Science & Technology

RASP: A Novel Therapeutic Target

In response to stimuli such as infection, injury, chemicals, and heat. Reactive Aldehyde Species (RASP) are generated through different metabolic processes that include alcohol oxidation, lipid oxidation (enzymatic and non-enzymatic), and certain metabolic pathways involving polyamines and sphingosine. RASP molecules play a crucial role in inflammation signaling by binding covalently to sulfur- and nitrogen-containing residues on proteins, including receptors and enzymes. RASP binding affects the function of proteins, triggering the activation of inflammatory factors within cells, including NF-κB and inflammasomes, which are vital in the inflammatory response.

Moreover, RASP-protein adducts also bind to Scavenger Receptor A, initiating pro-inflammatory signaling and contributing to the formation of antibodies against the modified proteins, a mechanism that partly explains the presence of host-directed antibodies seen in autoimmune conditions such as rheumatoid arthritis. Elevated levels of RASP are typically observed in ocular and systemic inflammatory diseases, which are the focus of our RASP modulator pipeline. Additionally, RASP are linked to metabolic and neurodegenerative disorders and, besides promoting inflammation, can lead to DNA damage, metabolic aggregate accumulation, and other pathological consequences.

Due to the inherent toxicity of RASP, most living organisms possess enzymes such as aldehyde reductases and aldehyde dehydrogenases that convert RASP into harmless compounds. Genetic mutations affecting these RASP-metabolizing enzymes can result in diseases such as Sjögren-Larsson Syndrome, where mutations in fatty aldehyde dehydrogenase lead to skin, neurological, and retinal issues.

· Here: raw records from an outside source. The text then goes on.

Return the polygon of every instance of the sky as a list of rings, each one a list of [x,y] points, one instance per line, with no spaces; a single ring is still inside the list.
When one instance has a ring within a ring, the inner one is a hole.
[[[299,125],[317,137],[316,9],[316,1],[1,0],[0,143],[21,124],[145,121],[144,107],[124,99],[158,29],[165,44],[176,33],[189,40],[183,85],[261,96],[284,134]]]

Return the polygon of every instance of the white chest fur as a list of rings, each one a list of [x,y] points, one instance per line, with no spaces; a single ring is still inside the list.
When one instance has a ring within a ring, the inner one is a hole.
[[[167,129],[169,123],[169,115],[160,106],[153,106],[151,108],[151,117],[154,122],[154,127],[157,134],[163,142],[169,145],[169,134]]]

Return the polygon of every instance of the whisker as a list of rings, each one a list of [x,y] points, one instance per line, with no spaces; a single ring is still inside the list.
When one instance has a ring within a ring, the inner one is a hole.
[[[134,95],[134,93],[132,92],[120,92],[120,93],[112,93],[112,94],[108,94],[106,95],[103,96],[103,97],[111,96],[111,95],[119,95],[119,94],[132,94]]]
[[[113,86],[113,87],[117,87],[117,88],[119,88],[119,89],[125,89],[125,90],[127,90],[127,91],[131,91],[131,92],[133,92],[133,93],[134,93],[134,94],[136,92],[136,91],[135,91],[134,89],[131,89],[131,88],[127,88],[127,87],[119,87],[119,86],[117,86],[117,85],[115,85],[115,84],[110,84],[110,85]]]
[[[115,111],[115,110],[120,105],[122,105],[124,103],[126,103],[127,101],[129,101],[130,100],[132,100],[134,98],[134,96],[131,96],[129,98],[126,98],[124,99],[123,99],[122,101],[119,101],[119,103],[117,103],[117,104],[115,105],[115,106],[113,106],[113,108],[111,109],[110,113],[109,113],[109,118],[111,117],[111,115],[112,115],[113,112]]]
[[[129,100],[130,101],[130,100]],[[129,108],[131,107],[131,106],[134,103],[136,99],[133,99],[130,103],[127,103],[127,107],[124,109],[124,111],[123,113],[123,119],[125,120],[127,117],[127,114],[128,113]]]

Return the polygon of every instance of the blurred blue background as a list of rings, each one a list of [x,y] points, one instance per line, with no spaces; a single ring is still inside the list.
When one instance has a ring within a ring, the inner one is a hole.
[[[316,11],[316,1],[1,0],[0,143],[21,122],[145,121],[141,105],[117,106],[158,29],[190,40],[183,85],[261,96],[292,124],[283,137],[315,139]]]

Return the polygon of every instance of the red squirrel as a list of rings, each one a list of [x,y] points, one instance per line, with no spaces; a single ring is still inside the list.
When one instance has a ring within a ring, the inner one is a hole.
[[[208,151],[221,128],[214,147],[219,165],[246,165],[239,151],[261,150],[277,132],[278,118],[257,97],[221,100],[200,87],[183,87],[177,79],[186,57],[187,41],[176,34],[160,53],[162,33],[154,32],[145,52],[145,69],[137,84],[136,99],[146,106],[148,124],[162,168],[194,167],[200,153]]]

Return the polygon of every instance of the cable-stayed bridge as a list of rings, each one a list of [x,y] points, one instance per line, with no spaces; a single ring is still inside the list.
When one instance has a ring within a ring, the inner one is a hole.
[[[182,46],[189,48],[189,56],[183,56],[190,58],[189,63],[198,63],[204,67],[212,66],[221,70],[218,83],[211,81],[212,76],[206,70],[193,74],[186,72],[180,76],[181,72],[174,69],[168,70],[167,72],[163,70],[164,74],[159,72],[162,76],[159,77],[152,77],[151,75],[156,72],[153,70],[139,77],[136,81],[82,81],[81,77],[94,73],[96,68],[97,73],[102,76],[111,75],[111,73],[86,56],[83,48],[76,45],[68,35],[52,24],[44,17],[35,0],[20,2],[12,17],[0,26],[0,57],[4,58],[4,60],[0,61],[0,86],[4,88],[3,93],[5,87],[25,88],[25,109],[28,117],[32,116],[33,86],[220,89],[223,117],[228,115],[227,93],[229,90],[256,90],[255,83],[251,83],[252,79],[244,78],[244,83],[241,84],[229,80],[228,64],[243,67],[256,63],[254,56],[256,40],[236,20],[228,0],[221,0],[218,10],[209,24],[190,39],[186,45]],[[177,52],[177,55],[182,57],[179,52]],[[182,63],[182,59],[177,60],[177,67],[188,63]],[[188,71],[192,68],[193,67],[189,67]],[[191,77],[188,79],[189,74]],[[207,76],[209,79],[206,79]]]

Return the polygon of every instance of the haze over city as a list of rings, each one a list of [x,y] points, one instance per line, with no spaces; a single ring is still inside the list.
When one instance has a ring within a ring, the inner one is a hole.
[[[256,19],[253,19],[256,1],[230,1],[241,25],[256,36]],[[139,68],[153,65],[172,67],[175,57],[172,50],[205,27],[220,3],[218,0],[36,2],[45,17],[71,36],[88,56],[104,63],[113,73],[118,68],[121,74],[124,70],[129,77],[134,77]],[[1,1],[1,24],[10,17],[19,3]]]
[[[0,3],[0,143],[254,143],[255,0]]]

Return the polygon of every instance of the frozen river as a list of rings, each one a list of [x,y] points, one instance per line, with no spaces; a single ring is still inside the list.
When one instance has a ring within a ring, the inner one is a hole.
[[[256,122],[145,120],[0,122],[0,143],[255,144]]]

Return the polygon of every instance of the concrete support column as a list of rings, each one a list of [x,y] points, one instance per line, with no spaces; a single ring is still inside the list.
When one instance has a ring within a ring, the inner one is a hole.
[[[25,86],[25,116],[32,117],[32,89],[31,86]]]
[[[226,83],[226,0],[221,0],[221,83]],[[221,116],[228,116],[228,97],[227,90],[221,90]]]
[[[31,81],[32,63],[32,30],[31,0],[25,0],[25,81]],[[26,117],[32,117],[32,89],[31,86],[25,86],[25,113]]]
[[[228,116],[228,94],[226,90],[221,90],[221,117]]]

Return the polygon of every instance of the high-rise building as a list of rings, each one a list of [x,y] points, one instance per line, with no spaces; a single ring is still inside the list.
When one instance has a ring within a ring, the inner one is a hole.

Aside from increasing inflammation, high levels of RASP do not have a widely accepted biological function. Although some physiological molecules have RASP forms (e.g., retinaldehyde, pyridoxal, and pyridoxal phosphate), the activity of such molecules is tightly regulated by chaperone proteins, preventing reaction with other molecules, including our drug candidates. Clinical trials with our RASP modulators, such as reproxalap (administered as an ophthalmic solution) and ADX-629 (administered orally), have demonstrated an acceptable tolerability profile without serious adverse events. The Clinical results support the potential safety and efficacy of pharmacotherapeutic RASP modulation without adversely affecting normal physiological functions.